Sejarah membuktikan bahwa inovasi besar sering lahir dari krisis. Internet berkembang pesat setelah Perang Dingin, revolusi industri muncul dari tekanan sosial-ekonomi yang keras, dan kini perguruan tinggi pun berkesempatan menjadikan krisis sebagai momentum transformasi. Dari tekanan dapat lahir pembaruan kurikulum agar lebih relevan, transparansi tata kelola agar lebih dipercaya, serta perluasan akses pendidikan agar lebih inklusif. Krisis dengan demikian adalah undangan untuk keluar dari zona nyaman, menguji daya tahan, dan melompat lebih jauh.

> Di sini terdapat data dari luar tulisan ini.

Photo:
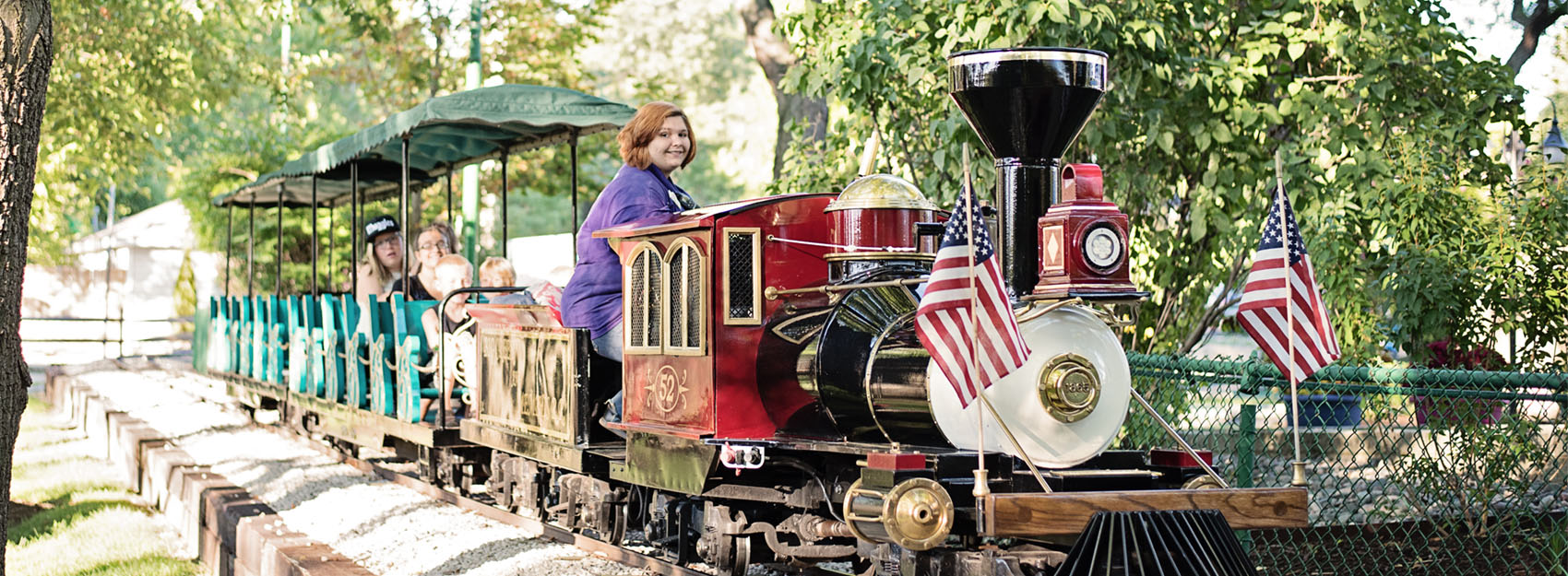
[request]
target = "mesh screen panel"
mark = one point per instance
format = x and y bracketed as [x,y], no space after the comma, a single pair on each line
[678,312]
[637,304]
[654,300]
[694,298]
[741,275]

Krisis tidak akan pernah absen dari kehidupan perguruan tinggi, entah berupa disrupsi teknologi, perubahan iklim, atau gejolak ekonomi global. Yang menentukan bukanlah krisis itu sendiri, melainkan bagaimana manajemen kampus meresponsnya. Dengan manajemen yang adaptif, kolaboratif, dan visioner, setiap krisis bisa berubah menjadi batu loncatan. Dari situlah lahir perguruan tinggi yang lebih tangguh, relevan, dan bermakna bagi masyarakat. Karena sejatinya, krisis bukanlah akhir jalan, melainkan kesempatan yang menyamar.